Presenting a method for predicting leakage probability based on probability statistics, which calculates the leakage probability of each leakage event and infers the most likely leakage event to occur.

Reducing the adverse effects of observation and modeling errors through multiple data collection, achieving multi-point leakage detection in pipe networks.

## INTRODUCTION

The water supply network is an essential infrastructure in modern urban construction, playing a crucial role in urbanization and people's daily lives. With the accelerated process of urban modernization in our country, the urban population has been increasing dramatically. Urban water demand has been growing, leading to rapid development in the construction and management of large-scale water supply pipes. However, as urban water supply networks continue to expand in scale and the service time increases, the leakage detection and management level of China's water supply industry still lags behind, and the leakage rate remains high. Thus, addressing water leakage is essential in the field of leakage control for large-scale water supply networks. According to statistics, approximately 60 million cubic meters of water are lost daily due to leakage in the water supply networks in Asia. The leakage could meet the water demand of 230 million people, resulting in an economic loss of over 14 billion US dollars per year. According to the ‘China Urban and Rural Construction Statistical Yearbook 2021’ released by the Ministry of Housing and Urban–Rural Development of the People's Republic of China (Zhu 2022), the total municipal water supply in urban and county areas of China was 79.53 billion cubic meters, with a leakage volume of 9.408 billion cubic meters and a total leakage rate of 11.83%. Among the leakage data released from 687 cities nationwide, most cities have managed to control leakage rates between 10 and 20%. There are 109 cities that have achieved a leakage rate of below 10%, while 25 cities have a leakage rate above 30%, with some even exceeding 50%. Addressing the issue of water leakage in large-scale urban water supply networks has become an urgent challenge for the water supply industry both domestically and internationally.

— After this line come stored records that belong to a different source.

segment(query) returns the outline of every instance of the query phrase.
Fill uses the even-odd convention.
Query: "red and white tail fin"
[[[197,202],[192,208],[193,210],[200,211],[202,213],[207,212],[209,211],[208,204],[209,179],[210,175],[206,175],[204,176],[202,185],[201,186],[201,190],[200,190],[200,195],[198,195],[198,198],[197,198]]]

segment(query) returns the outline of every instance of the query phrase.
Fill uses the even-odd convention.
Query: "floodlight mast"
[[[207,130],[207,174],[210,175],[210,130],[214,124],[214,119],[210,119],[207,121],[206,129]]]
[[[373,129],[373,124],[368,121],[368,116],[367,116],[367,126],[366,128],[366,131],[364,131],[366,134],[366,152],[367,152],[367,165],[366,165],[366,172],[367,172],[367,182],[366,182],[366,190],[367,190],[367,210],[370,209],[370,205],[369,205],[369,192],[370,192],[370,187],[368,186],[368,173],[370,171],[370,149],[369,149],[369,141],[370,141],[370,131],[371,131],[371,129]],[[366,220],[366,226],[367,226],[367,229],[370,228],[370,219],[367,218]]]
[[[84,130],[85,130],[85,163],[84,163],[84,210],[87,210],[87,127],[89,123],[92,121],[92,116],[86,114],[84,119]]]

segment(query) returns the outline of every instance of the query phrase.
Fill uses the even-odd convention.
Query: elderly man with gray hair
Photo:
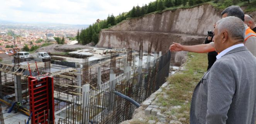
[[[256,58],[244,46],[246,27],[230,16],[216,23],[217,60],[197,85],[190,124],[254,124]]]

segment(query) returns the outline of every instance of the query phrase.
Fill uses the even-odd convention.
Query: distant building
[[[6,33],[5,33],[5,32],[2,32],[0,33],[0,35],[5,35],[6,34]]]
[[[27,38],[28,35],[28,34],[26,33],[22,33],[20,35],[22,37]]]
[[[54,37],[55,36],[54,33],[48,33],[46,34],[46,35],[48,37]]]
[[[50,41],[50,42],[56,41],[56,40],[55,40],[55,39],[53,37],[47,37],[47,40],[49,40],[49,41]]]

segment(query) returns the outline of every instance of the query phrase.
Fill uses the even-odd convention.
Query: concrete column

In the past few decades, both domestically and internationally researchers have proposed a series of leak detection techniques, continuously exploring key technologies in addressing water pipe network leaks. Currently, the commonly used methods for leak localization can be summarized as acoustic signal-based and pressure signal-based. The point to the acoustic signal method lies in the cross-correlation technique, which involves placing specific sensors at both ends of a pipe for leak detection. Due to the complex environment of actual leakage situations and the influence of low signal-to-noise ratios, it is sometimes difficult to effectively collect leakage signals (Chen *et al.* 2011). To solve such problems, researchers often use wave decomposition and transformation techniques to reduce or eliminate the noise in leakage signals. Brennan *et al*. (2019) demonstrated through the use of polarity co-incidence correlation on simulated and measured data, accurate time delay estimate can be obtained by retaining only the zero crossings in the noisy data. The results indicated that the severe clipping has no significant effect on the leakage location, which is crucial to the development of leakage noise correlators. Cody *et al*. (2020) applied linear prediction (LP) techniques to address the detection and localization problem of water distribution pipeline leaks. This data-driven method extracts features from the linear programming coefficients that represent the underlying acoustic signals. The results showed that using shorter segments of LP reconstructed signals can achieve similar levels of accuracy as those using longer segments of raw time series, which is a key advantage in long-term online implementation applications. Gao *et al.* (2006) compared the ability of various cross-correlation-based delay estimators to locate leakage in plastic pipes. The experimental results indicated that random noise has little impact on the measurement error of the signal relative to the time delay estimation resolution of the low-pass filtering characteristics of the pipe. Therefore, small-scale leak signals often get submerged in the background noise, making them difficult to detect.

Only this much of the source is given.